Lab 3: Introduction to C
For this lab, you will need to be on a linux system. If you have a linux system or a Mac,
you are already ok. If you are Windows, you will need to connect to a linux system —
https://its.ucsc.edu/unix-timeshare/tutorials/how-to-connect.html . If you are on your
own system, then install BitVise and connect to unix.ucsc.edu . If you are on a lab
computer open the “Software” folder on the Desktop, then navigate to “Internet Tools”
-> “Unix – SSH”, and double click on the “unix.ucsc.edu” shortcut.
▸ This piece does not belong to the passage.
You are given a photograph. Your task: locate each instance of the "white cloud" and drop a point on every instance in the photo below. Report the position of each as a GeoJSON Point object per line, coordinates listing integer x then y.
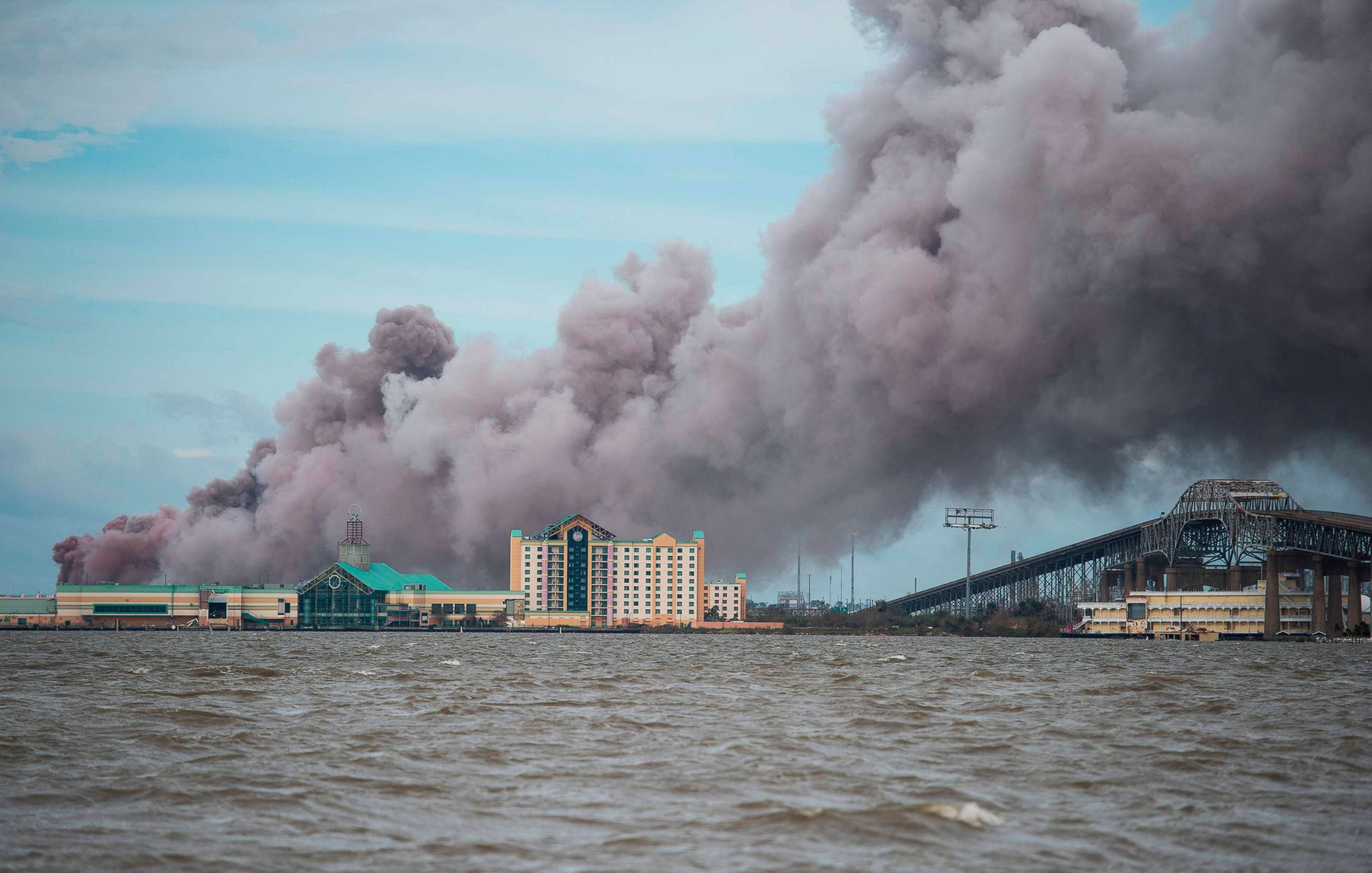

If you are doing this, you have two options, use a command line text editor on linux or
work locally on your computer and copy over the files to compile and run. While it will
have a steeper initial learning curve, it’s suggested to use a text editor on linux, as it’s
very easy to forget to copy over a file which can lead to some very frustrating bugs. If
you have a text editor you like, then go with that, but if you don’t, emacs with
CUA-bindings is probably the closest for people used to working on Windows. To use
it, you will need to do the following:
1) Open .emacs by typing
$ nano ~/.emacs
2) Type
(cua-mode 1)
3) Save the file by pressing Ctrl+o and close nano by pressing Ctrl+x
4) You can now use emacs, for instance, opening up the included code by typing
$ emacs tracery_recursion.c
5) The commands for copy (Ctrl+c), cut (Ctrl+x), and paste (Ctrl+v) will be as you
expect. But a few won’t be like Find (Ctrl+s), Find Backwards (Ctrl+r), Save
(Ctrl+x Ctrl+s), or Exit (Ctrl+x Ctrl+c)
This lab will introduce you to C. C is something akin to the grandfather of Java (Java
came from C++ and C++ came from Java). It is much closer to the bare metal of how a
computer operates, and as such does not have a lot of the niceties that we have gotten
used to in Java. This lab once again returns to Tracery, although in this case we’ll be
doing something that we took for granted before — splitting a line. To do this, we will
become acquainted with C: how to compile a program, how to allocate memory, and
how to free memory.
https://its.ucsc.edu/unix-timeshare/tutorials/how-to-connect.html
You will be doing the following:
● Compiling a C program
● Including the correct standard libraries to read from and print to a
command line
● Iterating over the input character by character, constructing strings as you
encounter the correct delimiters
● Allocating memory for the strings, filling the strings with the correct
characters, and freeing memory when it is no longer needed
Open the file tracery_recursion.c that came with the lab. This is where you’ll make
all your changes.
Inside the file you will see what is basically the simplest C program possible
int main(int argc, char** argv){
return 0;
}
Just as with Java, the entry point to the program is a function called main, but unlike
Java, this main function is floating free and is not contained in a class. In fact, C doesn’t
have classes: functions and data (struct in C) are completely separate. This main is
very similar to the one you’ve seen in Java, and is essentially how one would write the
equivalent to
public static void main(String[] args) {
}
in C.
The differences being:
1. There is no String class in C, and the C equivalent is a pointer to a location in
memory containing characters, char*
2. While C has arrays, arrays are nothing more than a pointer to a memory location
storing multiple of a certain type. So the C equivalent to a String[] can be
written as a pointer to a location in memory containing pointers to locations in
memory containing characters, char**.
3. These pointers don’t have any of the nice helper functions we’ve gotten used to
in Java, so there isn’t a way to do anything like argv.length(). Instead, the
integer argc contains the number of strings found in argv. C is somewhat nice
and gives you this for free, but any other time you have an array of strings, you’ll
have to keep track of the count yourself
As a start, we’ll print out the arguments passed to program. To do this, we’ll need to
include the correct libraries. In Java, you always have access to the System library
(where we’ve been using System.out.println), but in C there are very few things
available to you without including the correct libraries. In C, to include a library you
have to use a preprocessor directive (#) that tells the compiler to include the header file
for the file you want to include. This is done with the code:
#include
NOTE: It is common practice in C to use < > for standard libraries and “ “ for your
personal created libraries but the following code snippet
#include “stdio.h”
#include
is equivalent to
#include
#include “mylibrary.h”
The stdio (Standard I/O) library contains just what you would expect, a collection of
input and output functions. The first that we will acquaint ourselves with is the C
equivalent to System.out.println — printf (formatted print).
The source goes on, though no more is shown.